Once the documentation is received, the DDF will draft the Rescript remitting the censures, signed by the Prefect and by the Secretary of the Doctrinal Section, and will send it to the Ordinary authorising him to receive the priest for a probationary period “of at least one year and not more than three,” at the end of which incardination may proceed. If the probationary period does not conclude successfully, the Ordinary must return the Rescript to the Dicastery, together with a report on the reasons for non-incardination.
The laity: imputability assessed case by case
The second text addresses “the question of imputability or degree of subjective responsibility” of the lay faithful who have formally adhered to the FSSPX or who frequent its chapels and request entry into full communion with the Catholic Church. The Dicastery warns that the imposition of a penalty on these laypeople “cannot be presumed automatically, but must be assessed case by case,” since imputability requires “full knowledge and deliberate consent.”

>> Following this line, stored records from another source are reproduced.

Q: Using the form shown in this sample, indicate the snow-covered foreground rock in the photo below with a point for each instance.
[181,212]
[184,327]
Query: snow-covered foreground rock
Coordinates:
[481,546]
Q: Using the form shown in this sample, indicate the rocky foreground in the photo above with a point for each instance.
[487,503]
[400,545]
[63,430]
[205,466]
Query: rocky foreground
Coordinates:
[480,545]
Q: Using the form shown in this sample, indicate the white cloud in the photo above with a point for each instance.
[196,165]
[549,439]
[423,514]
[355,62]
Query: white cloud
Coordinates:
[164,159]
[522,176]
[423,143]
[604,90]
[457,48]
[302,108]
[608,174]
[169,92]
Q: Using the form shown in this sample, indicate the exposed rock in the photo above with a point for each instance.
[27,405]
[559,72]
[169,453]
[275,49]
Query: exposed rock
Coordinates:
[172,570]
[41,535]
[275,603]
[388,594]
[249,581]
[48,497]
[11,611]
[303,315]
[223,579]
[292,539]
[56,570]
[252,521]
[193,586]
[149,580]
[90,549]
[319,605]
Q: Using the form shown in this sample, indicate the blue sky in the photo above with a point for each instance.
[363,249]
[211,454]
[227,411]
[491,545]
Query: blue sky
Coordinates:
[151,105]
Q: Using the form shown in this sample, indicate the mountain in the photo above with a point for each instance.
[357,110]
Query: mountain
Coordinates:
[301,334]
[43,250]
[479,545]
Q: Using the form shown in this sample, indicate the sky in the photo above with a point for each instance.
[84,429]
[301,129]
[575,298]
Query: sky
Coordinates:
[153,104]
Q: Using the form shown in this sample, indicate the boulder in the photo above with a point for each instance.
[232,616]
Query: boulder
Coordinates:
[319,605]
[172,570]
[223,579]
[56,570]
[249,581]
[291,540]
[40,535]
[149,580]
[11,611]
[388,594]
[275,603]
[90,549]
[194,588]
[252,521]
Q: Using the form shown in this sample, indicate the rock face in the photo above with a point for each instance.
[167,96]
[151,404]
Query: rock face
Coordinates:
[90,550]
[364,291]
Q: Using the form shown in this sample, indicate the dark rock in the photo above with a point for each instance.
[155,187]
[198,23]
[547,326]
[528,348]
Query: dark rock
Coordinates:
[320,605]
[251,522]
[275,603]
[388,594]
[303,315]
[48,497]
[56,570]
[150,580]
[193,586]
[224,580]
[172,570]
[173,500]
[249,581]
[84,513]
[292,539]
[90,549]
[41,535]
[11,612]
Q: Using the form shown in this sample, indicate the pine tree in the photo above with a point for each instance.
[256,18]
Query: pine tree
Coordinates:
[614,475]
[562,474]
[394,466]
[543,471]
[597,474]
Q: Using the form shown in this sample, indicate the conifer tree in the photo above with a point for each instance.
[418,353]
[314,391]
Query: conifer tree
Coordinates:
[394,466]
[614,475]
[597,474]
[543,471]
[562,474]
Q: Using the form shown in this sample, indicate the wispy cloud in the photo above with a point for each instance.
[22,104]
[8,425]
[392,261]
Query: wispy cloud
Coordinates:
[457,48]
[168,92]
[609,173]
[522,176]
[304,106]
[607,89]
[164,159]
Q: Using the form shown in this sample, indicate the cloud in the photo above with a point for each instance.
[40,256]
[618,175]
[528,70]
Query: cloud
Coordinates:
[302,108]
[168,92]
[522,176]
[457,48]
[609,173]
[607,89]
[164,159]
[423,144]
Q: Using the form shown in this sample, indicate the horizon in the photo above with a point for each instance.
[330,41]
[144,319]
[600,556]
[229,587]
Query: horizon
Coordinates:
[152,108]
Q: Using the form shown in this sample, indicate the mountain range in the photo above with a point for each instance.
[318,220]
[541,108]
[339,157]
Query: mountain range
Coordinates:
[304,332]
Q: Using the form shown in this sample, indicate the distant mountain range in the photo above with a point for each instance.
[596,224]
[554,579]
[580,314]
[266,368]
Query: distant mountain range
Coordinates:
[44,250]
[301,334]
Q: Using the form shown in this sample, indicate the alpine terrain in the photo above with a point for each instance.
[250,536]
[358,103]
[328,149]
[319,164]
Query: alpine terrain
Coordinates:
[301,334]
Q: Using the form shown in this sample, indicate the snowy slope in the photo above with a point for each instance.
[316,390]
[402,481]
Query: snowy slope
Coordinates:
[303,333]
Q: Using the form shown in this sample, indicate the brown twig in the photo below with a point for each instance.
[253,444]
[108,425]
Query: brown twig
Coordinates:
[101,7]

As examples of proven imputability, the document mentions two situations: laypeople who belong to the Third Order of the FSSPX and those who habitually participate in its celebrations “formally sharing its doctrinal positions.”
By contrast, those who have frequented the Fraternity “only for liturgical or spiritual reasons” are not considered imputable, nor are those who, although aware of the tensions with the Holy See, “do not reject the Magisterium or the authority of the Roman Pontiff.”
For the first two situations, the reconciliation procedure consists in presenting the signed Professio fidei and Formula adhaesionis to the local Ordinary. The Ordinary will receive them “at the times and in the manner he deems most appropriate,” and may, if suitably adapted, use the Rite of admission to full communion with the Catholic Church for those already validly baptised. For the other two situations, “it will suffice to approach a priest in full communion, with the decision not to frequent the Priestly Fraternity of Saint Pius X in the future.”
The annexes: profession of faith and formula of adherence
The Professio fidei (Annex A) reproduces the Nicene-Constantinopolitan Creed and the three customary clauses of the 1989 profession of faith: faith in what has been divinely revealed, firm acceptance of definitive teachings on faith and morals, and the “religious assent of will and intellect” to non-definitive authentic magisterial teachings.
The Formula adhaesionis (Annex B) requires a promise of fidelity to the Catholic Church and to the Roman Pontiff, abstaining “from any public statement” contrary to his person or his Magisterium (citing canons 1373 and 1365); acceptance of the doctrine of n. 25 of the dogmatic constitution Lumen Gentium on the Magisterium and the adherence due to it; the obligation, with regard to the doctrines of the Second Vatican Council or subsequent liturgical and canonical reforms “that may seem difficult to reconcile with previous declarations of the Magisterium,” to follow “a positive line of interpretation under the guidance of the Magisterium”; a declaration accepting the validity of the Sacrifice of the Mass and of the sacraments celebrated according to the typical editions of the liturgical books promulgated by Paul VI and John Paul II; and a promise of adherence to the common discipline of the Church, first and foremost the 1983 Code of Canon Law.
A change of cycle
The new procedure represents a hardening compared with the line followed in recent decades. Benedict XVI lifted the excommunications of the four bishops consecrated in 1988 in 2009, and Francis granted the priests of the Fraternity faculties to validly hear confessions (2015, extended indefinitely in Misericordia et misera) and a channel for delegation in marriages (2017). The new document, which expressly contemplates the existence of censures to be remitted both in priests and in certain laypeople, is published in the immediate context following the episcopal consecrations in Écône, carried out without a pontifical mandate.